Este año he participado de un seminario de literatura infantil y juvenil en la Biblioteca La Nube, a cargo de dos excelentes profesoras y también escritoras, Lidia Blanco y Claudia Sánchez. Alli tuve la oportunidad de reflexionar acerca del rol de la mujer en la sociedad actual y no tanto, gracias al interesantísimo enfoque sobre la literatura en cuestión, que nos ofrecieron las profesoras.
Leímos textos muy ricos en cuanto a esta temática y muchas otras, pero me centro hoy en la mirada sobre la mujer porque por varios motivos analizo mi vida actual, y puedo sentirme plena y felíz llevándola a cabo como lo estoy haciendo.
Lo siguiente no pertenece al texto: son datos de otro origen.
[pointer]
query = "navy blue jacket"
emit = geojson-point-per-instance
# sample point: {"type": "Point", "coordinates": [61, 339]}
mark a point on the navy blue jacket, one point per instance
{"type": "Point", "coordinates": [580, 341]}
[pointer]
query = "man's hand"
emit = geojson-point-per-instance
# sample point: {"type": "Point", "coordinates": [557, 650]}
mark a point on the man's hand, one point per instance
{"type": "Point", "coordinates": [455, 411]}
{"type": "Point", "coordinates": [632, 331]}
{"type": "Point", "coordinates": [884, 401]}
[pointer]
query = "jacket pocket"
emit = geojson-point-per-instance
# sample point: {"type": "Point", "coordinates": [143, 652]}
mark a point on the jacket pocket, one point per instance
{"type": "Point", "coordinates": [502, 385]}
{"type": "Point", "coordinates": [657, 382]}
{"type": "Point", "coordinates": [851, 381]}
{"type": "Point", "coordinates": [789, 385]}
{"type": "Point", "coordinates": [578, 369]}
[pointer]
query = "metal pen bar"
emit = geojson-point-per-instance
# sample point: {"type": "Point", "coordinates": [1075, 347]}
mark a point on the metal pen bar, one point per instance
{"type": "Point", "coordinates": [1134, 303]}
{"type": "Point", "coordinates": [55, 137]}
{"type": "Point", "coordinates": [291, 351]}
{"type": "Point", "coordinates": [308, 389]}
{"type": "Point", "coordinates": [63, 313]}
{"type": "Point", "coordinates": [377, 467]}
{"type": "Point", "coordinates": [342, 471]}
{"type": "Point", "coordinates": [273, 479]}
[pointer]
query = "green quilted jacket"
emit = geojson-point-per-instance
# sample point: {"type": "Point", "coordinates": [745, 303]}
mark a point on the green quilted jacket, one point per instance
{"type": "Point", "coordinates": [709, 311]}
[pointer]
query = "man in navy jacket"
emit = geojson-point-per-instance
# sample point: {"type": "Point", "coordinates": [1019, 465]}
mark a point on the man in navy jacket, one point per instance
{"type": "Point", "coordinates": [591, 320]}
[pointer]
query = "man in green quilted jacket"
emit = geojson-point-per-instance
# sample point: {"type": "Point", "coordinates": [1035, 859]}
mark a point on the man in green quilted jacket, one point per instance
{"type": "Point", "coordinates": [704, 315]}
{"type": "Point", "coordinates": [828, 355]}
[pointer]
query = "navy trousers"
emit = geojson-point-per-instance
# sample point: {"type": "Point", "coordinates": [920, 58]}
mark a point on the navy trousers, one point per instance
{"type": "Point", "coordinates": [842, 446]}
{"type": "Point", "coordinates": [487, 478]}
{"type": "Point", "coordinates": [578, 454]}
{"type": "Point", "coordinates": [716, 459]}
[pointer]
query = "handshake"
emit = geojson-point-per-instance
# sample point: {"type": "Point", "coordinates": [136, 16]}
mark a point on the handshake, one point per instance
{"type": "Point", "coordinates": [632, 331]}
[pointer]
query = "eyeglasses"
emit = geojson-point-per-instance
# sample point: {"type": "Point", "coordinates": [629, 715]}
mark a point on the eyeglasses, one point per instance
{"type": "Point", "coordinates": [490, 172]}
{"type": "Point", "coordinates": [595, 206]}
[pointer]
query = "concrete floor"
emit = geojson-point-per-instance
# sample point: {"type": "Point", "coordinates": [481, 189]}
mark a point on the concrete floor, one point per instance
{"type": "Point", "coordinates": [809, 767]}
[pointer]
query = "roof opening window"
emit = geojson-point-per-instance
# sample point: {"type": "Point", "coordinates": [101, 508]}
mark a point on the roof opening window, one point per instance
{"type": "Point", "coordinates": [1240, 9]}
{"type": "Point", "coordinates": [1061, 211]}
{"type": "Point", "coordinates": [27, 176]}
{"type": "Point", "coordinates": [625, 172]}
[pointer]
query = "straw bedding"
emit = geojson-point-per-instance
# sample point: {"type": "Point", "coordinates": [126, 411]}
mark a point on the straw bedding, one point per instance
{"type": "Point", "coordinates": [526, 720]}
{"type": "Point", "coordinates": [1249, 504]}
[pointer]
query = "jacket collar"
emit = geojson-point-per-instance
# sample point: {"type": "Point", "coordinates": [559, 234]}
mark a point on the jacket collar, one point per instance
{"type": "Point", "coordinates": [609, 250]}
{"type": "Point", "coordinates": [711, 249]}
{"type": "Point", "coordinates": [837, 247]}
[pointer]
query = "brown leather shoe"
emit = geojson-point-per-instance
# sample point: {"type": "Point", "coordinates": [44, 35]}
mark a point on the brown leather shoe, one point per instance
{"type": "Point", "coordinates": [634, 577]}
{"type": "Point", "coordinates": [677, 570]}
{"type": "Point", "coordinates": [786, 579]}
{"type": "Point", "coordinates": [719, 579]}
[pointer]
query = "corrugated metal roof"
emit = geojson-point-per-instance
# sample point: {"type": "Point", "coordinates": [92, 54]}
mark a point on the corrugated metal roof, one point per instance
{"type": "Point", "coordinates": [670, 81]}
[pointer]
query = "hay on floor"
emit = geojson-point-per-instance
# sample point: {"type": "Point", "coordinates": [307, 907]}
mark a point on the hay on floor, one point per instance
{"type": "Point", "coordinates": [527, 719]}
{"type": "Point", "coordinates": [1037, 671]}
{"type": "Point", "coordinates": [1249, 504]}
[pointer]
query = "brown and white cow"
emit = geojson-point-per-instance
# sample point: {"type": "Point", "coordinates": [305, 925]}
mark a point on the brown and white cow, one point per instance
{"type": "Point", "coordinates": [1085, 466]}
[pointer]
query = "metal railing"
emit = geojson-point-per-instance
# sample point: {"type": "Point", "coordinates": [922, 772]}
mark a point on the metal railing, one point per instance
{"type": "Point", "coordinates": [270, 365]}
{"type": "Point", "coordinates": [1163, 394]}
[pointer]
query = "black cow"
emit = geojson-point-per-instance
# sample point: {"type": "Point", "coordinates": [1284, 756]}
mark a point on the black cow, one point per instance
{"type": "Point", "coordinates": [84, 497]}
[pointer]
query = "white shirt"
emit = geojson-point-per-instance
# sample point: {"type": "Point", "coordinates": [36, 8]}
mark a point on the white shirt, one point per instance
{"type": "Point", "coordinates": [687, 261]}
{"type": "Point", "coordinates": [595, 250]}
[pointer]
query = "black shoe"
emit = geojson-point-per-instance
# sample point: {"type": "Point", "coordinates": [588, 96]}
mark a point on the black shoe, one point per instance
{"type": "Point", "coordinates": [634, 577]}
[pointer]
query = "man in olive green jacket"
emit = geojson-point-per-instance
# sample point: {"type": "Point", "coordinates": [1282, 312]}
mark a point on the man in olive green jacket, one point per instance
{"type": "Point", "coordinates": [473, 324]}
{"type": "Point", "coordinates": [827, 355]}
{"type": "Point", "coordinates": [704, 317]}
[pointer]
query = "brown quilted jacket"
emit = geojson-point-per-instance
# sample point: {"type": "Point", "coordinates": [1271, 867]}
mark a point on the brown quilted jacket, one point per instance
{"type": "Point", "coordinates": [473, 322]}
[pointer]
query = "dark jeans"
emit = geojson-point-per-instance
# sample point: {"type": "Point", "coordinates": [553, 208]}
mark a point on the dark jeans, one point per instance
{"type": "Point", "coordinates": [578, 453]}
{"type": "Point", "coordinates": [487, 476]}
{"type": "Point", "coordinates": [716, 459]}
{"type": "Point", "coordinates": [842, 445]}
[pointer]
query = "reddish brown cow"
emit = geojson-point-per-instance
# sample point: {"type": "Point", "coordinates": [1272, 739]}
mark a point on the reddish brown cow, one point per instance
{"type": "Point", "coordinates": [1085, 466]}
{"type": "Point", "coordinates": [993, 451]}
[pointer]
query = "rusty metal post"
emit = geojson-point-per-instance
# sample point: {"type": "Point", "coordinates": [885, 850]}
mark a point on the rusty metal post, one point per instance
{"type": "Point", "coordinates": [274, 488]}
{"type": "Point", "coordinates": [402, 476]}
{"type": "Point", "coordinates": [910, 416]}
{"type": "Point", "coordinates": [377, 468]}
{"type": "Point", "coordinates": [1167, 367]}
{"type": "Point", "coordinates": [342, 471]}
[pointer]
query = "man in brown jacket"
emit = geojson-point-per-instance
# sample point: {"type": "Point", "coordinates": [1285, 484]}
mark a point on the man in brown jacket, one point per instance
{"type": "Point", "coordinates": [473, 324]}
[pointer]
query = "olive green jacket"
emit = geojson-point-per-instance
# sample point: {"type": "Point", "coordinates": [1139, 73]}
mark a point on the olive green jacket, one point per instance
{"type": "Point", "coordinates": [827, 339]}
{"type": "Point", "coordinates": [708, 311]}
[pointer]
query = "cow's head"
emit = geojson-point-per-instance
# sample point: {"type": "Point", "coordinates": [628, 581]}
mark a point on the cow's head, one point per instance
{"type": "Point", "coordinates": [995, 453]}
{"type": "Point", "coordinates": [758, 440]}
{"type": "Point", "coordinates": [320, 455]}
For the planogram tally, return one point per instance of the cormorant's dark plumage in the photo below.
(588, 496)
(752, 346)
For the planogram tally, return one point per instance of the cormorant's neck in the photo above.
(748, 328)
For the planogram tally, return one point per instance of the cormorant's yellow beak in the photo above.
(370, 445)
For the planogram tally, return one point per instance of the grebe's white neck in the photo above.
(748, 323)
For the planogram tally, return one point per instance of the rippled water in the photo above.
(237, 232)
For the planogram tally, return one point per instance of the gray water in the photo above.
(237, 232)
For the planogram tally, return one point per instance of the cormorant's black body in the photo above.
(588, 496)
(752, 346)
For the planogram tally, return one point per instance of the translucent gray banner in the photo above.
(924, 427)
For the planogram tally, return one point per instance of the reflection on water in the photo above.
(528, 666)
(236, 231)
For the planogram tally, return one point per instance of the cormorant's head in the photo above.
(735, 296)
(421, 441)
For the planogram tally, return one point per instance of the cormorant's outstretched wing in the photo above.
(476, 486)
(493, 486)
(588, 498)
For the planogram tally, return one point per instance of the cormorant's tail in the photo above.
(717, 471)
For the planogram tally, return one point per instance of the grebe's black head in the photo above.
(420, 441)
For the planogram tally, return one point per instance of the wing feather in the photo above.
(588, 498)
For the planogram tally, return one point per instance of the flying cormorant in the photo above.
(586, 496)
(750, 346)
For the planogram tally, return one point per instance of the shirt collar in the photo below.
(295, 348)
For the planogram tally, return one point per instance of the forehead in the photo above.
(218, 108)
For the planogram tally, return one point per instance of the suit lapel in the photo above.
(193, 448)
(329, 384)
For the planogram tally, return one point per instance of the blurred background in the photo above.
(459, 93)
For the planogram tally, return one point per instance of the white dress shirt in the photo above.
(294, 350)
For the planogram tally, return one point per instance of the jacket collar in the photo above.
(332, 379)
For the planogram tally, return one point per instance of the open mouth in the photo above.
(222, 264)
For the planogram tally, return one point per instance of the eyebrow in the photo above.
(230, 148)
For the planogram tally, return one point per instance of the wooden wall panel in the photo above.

Y lo estoy haciendo... en casa, con mis hijos. En casa, definiendo mi verdadera vocación... y con mis hijos. No estoy siguiendo el mandato ancestral que nos dice que la mujer debe estar en el hogar y dedicarse sólo a ello; estoy siguiendo mi instinto de madre, y MI instinto de madre me dice que estoy bien en casa, con mis hijos (y excúsenme por la redundancia). Siento que éste es mi lugar, y que desde aquí me estoy formando, como madre, como ciudadana, como mujer, como escritora de literatura infantil. Desde este lugar voy delineando los pasos a seguir, para caminar por el sendero que yo misma me voy marcando. Ya lo sé, me desplazo por una línea delgada y desde fuera de ella algunos pueden confundir por dónde estoy caminado. Pero una mujer es MUJER si se valora como tal a sí misma, luego proyecta eso en los demás, y dispersa su influjo mágico y poderoso por entre quienes se dejan "tocar" por ella. Y eso, esté ella donde esté, desarrolle la actividad que haya elegido o que le haya tocado desarrollar, sea abuela, sea madre, sea esposa, sea hija, sea joven, sea vieja, sea profesional, o no lo sea, nada de eso o algo de todo, o nada de nada, es MUJER.

Dijo "Graciela Cabal":

"Pienso que hay una mirada de mujer -y la mirada, ya sabemos, crea el objeto- que ilumina ciertas zonas de la realidad, descubriendo recovecos de insospechada riqueza."